ルリタテハの幼虫にくっついていた繭から,小さなハチがたくさん出てきました。
10月9日に見つけた,寄生バチの繭です。[写真6]
11月4日から4,5日かけて,全部で48匹羽化しました。

見ていると,丸い蓋を押しあけて,頭からはい出てきます。[写真1]
ほとんどは同じ向きから脱出しているのですが,何匹かは反対側から出てきたようです。
繭を裏返すと,数個の脱出孔があります。[写真2]
蛹化するときに,みんなとは反対向きに収まってしまったようですね。

ルリタテハの幼虫に寄生するハチについて,保育社『原色日本蝶類生態図鑑(Ⅱ)』(1983年)には,次のように書いてありました。

タテハサムライコマユパチの寄生率も高く,同一地域から得た10頭前後の幼虫が全部寄生されていたことがある。この寄生蜂の幼虫はルリタテハの終齢幼虫の末期になって体外に出て繭を作る。1頭の幼虫から150~200頭の寄生蜂が羽化する。この寄生蜂の幼虫を宿したルリタテハの幼虫は終齢期が長くなり,非寄生のそれの2倍に達し,踊化できずに死亡する。

このハチもタテハサムライコマユバチだと思うのですが,図鑑を調べてもタテハサムライコマユバチについて解説しているものが見つかず,はっきりしません。
コマユバチ科はきわめて種類が多く,細かくとりあげている図鑑はないようです。

コマユバチ科のハチは,すべて他の昆虫類に寄生し,多くの場合白い繭をつくります。
モンシロチョウの幼虫に寄生するアオムシサムライコマユバチについて,平凡社『世界大百科事典』(2005年)には次のように書いてました。
タテハサムライコマユバチも同じような生態ではないかと思います。

雌は若い青虫の体内に産卵し,孵化した幼虫はそのまま寄主の体内で摂食しながら成長する。青虫が十分成長したころ,ハチの幼虫も成熟し,寄主の体壁や環節の継目などをかみ破って外に出て繭を紡ぎ,さなぎになり,やがて羽化する。
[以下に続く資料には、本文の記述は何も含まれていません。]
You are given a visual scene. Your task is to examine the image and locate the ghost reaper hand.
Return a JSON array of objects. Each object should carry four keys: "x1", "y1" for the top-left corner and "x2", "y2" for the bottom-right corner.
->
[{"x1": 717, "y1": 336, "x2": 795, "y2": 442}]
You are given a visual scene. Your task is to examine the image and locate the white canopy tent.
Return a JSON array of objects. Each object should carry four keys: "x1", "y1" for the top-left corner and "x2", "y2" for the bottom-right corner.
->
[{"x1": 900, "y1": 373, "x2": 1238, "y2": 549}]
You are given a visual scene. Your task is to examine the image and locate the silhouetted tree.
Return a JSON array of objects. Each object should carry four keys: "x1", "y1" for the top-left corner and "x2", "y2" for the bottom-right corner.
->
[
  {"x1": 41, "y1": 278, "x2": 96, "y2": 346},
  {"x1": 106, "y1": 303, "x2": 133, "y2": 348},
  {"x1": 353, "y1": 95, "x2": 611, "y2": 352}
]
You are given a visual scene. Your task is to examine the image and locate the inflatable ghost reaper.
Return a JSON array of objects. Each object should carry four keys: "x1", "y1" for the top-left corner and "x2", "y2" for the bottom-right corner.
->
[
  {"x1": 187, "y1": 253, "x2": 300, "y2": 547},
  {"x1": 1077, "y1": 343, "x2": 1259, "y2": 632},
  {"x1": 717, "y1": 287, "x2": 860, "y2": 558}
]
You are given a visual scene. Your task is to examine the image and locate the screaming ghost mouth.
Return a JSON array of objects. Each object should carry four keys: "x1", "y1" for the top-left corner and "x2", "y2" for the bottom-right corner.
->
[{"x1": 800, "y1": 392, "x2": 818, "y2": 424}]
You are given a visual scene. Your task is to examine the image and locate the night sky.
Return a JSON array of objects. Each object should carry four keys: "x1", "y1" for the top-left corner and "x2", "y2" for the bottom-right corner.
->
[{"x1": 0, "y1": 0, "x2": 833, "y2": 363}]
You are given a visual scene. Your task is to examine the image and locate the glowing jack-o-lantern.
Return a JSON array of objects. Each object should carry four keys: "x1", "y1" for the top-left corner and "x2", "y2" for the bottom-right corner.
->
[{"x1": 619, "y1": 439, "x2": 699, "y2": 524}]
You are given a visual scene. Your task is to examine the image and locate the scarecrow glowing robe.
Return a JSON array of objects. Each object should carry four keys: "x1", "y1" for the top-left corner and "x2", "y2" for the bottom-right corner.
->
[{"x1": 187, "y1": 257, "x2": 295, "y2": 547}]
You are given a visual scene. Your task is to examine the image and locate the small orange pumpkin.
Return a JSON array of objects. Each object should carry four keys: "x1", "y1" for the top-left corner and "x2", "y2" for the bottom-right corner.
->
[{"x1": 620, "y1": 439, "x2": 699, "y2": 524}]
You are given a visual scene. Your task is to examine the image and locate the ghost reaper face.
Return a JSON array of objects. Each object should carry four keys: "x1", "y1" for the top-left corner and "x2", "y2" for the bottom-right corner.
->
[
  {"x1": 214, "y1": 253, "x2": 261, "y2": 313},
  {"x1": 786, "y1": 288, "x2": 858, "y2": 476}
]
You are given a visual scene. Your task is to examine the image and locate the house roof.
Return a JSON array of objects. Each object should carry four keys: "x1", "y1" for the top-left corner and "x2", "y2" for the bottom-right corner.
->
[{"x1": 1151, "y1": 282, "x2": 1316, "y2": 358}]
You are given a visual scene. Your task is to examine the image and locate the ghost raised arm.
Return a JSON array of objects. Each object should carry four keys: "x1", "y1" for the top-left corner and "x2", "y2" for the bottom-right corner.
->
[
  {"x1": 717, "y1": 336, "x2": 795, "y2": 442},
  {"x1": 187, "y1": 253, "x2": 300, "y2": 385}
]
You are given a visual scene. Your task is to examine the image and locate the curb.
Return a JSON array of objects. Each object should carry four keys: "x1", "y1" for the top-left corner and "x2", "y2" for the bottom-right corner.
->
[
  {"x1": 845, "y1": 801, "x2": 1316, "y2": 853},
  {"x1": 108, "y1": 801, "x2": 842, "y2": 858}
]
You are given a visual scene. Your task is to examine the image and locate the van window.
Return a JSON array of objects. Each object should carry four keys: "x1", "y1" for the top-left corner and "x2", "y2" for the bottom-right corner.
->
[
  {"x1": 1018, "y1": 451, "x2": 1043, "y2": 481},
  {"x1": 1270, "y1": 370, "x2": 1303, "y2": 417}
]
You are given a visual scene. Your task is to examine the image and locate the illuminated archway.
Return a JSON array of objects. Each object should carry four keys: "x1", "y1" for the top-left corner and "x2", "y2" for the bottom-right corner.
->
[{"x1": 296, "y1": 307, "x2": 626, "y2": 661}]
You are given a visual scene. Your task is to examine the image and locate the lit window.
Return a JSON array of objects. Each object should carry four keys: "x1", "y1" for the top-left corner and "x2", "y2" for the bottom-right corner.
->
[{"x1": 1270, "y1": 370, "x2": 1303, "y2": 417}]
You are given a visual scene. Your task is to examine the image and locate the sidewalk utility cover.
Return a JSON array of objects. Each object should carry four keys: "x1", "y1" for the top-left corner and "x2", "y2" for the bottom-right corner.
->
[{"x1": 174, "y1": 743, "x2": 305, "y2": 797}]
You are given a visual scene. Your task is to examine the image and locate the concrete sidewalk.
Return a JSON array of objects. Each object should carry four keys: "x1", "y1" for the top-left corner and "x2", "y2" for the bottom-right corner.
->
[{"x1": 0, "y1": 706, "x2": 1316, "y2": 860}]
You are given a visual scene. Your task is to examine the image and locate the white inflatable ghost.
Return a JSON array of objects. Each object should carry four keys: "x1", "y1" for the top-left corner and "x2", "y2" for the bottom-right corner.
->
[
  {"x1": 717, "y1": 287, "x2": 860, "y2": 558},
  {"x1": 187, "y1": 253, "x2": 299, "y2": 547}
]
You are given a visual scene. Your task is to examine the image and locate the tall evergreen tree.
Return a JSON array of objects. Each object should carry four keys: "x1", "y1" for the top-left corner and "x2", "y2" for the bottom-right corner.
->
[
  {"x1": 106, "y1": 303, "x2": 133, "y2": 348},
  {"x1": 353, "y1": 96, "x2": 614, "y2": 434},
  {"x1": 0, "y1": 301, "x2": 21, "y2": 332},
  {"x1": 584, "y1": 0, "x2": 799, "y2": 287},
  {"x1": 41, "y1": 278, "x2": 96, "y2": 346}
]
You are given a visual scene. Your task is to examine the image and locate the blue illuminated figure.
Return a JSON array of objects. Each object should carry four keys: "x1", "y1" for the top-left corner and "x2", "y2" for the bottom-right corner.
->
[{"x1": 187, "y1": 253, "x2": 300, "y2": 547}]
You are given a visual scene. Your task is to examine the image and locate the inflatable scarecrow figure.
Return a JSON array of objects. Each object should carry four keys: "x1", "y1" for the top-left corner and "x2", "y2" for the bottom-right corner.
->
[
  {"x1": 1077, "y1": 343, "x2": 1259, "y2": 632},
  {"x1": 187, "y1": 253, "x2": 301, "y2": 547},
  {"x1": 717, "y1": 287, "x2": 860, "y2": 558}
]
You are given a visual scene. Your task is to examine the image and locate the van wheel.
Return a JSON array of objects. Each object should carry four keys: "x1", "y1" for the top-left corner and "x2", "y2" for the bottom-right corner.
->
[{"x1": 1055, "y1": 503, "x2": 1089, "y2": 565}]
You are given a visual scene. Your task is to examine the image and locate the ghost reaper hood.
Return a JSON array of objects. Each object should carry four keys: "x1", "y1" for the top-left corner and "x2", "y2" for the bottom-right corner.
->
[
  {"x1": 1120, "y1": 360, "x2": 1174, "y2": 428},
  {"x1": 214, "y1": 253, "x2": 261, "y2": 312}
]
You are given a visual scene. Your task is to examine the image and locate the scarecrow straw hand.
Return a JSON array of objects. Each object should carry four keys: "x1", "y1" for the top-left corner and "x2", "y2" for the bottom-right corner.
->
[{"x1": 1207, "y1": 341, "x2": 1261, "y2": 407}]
1匹の青虫に数個から数十個の卵が産みつけられるが,幼虫はそろって成長し,互いの間で争うことはない。

[写真6]のように,ルリタテハの幼虫は,あたかも寄生主の繭を守るかのような体勢をとっています。
繭から離そうとすると,とても嫌がります。
わが身を食いつくされたはずなのに,寄生主を守ろうとしているのでしょうか。

どうやら本当に守ろうとしているようです。
サムライコマユバチのなかまは,ウイルスをつかって寄生主をコントロールしているというのです。
平凡社『日本動物大百科 第10巻 昆虫Ⅲ』(1998年)には,次のように書いてありました。

 体外寄生者が寄主を麻酔するために使っていた毒液を,体内寄生者は寄主の体内環境をコントロールするために利用する。また,多くの体内寄生性のコマユバチでは,卵の発生にともなってテラトサイトと呼ばれる特殊な細胞群が寄主体内に遊離してくることが知られているが,これも寄主の体内環境を整えるために役立っているらしい。
 さらに驚くべきことに,サムライコマユバチ亜科とそれに近縁な体内寄生者は,ポリドナウイルスと呼ばれるウイルス状の微粒子を産卵時に寄主体内に注入し,そのDNAのはたらきによって寄主の免疫系を抑制したり,寄主の発育をコントロールしている。このウイルス状微粒子は最近まで共生ウイルスと言われていたが,寄主体内では繁殖しないことなどから,寄生バチが寄主の体内で発現するよう自分の遺伝子の一部を包み込んだカプセルではないかと考える研究者が増えている。
 ポリドナウイルスをもつコマユパチは,鱗翅類に寄生する1系統群(サムライコマユバチ亜科群)だけなので,これがないと体内寄生できないというわけではない。しかし,その獲得は,体内寄生者が本来の寄主と考えられている甲虫類から鱗翅類へと寄生対象を進化させる過程に深くかかわっていた可能性がある。